Saturday, July 31, 2010

Set yourself free

























Just finished an episode of Grey's Anatomy and it was sad yet inspiring all at the same time. She fell for her best friend's fiancée and didn't stand as the maid of honor at the wedding. She let him go and she talks about how she thought there would be plenty more men just like him in her life, but there weren't and that's what makes the story sad. The fact that there was never another man that she felt that way about ever again, but when he asks her to move in with him and basically promises her all she had once dreamed about, she tells him that she got over him. That she moved on and had kids and grandchildren with the man that she did end up marrying. This is what broke my heart and mended it at the same time; kind of the way Nicholas Sparks books have a away of tugging on those ever so prominent heart strings. It's not that she ever loved someone the same way that she loved him, because there was NEVER another him....but it doesn't mean she didn't move on with her life. And oddly enough, he didn't. Sad huh? and definitely weird. Funny how life can throw love all around, it;s just your job to catch it and keep it, or figure out that maybe that love was never meant to keep, but that instead it was meant to set free, and so you set yourself free too.

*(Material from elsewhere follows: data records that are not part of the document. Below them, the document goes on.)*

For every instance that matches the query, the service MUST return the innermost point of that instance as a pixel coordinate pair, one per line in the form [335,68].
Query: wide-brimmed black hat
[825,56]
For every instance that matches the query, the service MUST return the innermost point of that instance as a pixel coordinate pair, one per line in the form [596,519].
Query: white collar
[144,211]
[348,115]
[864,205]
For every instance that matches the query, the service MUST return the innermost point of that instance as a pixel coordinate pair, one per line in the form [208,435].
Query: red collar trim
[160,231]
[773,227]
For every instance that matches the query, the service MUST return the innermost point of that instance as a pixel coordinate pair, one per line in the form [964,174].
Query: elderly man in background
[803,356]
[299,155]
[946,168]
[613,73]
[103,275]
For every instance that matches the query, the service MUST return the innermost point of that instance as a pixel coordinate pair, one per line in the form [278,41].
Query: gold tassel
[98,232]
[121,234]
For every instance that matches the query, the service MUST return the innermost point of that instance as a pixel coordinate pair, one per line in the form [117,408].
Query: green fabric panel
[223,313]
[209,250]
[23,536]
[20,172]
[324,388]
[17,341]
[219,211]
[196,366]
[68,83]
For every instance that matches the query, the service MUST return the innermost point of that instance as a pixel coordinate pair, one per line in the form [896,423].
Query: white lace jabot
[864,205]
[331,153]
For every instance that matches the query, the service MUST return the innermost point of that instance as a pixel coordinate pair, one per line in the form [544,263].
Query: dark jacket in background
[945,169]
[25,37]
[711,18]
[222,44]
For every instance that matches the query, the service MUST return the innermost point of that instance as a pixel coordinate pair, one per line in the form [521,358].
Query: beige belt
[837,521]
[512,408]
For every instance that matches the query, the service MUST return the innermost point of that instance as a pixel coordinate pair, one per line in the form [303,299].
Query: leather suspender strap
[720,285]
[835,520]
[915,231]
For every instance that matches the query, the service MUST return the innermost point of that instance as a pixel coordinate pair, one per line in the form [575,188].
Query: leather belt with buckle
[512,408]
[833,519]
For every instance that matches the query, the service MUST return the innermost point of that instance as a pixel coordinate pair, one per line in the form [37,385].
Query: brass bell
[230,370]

-A friend of mine took this picture. I hope she sets the person who she loved free someday, and in turn sets herself free from the love that binds her.

Sometimes life is hard, but it's always beautiful


Haven't been on this for a while. Things are going pretty awry and getting pretty hectic as the summer is ending. Looks like I'll be doing a year at community college getting all my classes in order so that I can start at CCSU next fall in their Nursing program and ready to start the clinical portion of my education.
The apartment thing is kind of at a stand still since my best friend just told me about 2 days ago that she'll be moving to TN in January so that she can claim residency there when she starts at Middle TN state in the Fall 2011 semester. Funny how life tends to throw you curve balls just as you think you're finally going to hit a home run.
Well I can't say I'm exactly thrilled about the way things have turned out at the end of this summer but I'd be lying if I said I wouldn't survive. I've survived a lot in two years and consequently things are definitely different in my life. I'm leaving a place that I have had both the privileged and the pain of calling home for the last two years and oddly enough I'll be a little sad to leave it behind. I am glad though to have made the friendships and bonds that I did make and keep. There are a few people here that I think i'll most likely keep in pretty good contact with for probably the rest of my life and who I will most definitely miss when I move back home, but I also believe I'll be up to visit plenty and of course they're ALL welcome to drop by my house...which is where I'll most likely be spending the year. Or at least half of it. Visitors, friends, and family have always been welcome in my home, even strangers. Things are turning up for me though.
I chatted with my mother yesterday, which is unusual as of late because she and I haven't been very close basically since I left for school 2 years ago and dated a girl...who now, oddly enough is a man and one of my very best friends. But seeing as I'll most likely be living under her roof for the next 4 months I figured I might as well start getting on better terms with her. I miss my mom; the way we used to be when I was in High School. I wonder if we can ever get back to the way we were. Probably not, but in all honestly...I think I like that we're both making an effort to get to know things about each other again. That way we don't have to go back to something; instead we can move forward and form something similar and different while still having some kind of mutual kindness and loving between us. Anyways, she said that it sounded nice to her to have me living at home and that I guess she talked to my sister Smace and my beautiful nephew's mother put in a good word for me while also planting the excellent idea in my mother's head that when she and my father retire at the end of this school year and finally move down to the Florida place that instead of selling my childhood home that they rent it to me instead. And by rent it to me I mean that I cover the bills (elect., Heating. and water as well as cable and internet) and they let me have the house to myself or provide me with the option of renting off the rooms (which I'm not sure I would do...but maybe) and that way Whitney would still have a place to come home from college too and so would my other sister's when they came to visit as well as when and IF my parents flew in for the holidays. This also provides them with someone to watch over and keep the house looking nice while they are away and gives them a few more years or whatever for the market to get better before they sell the house. (who's Meredith Grey again?) So, I guess we'll see.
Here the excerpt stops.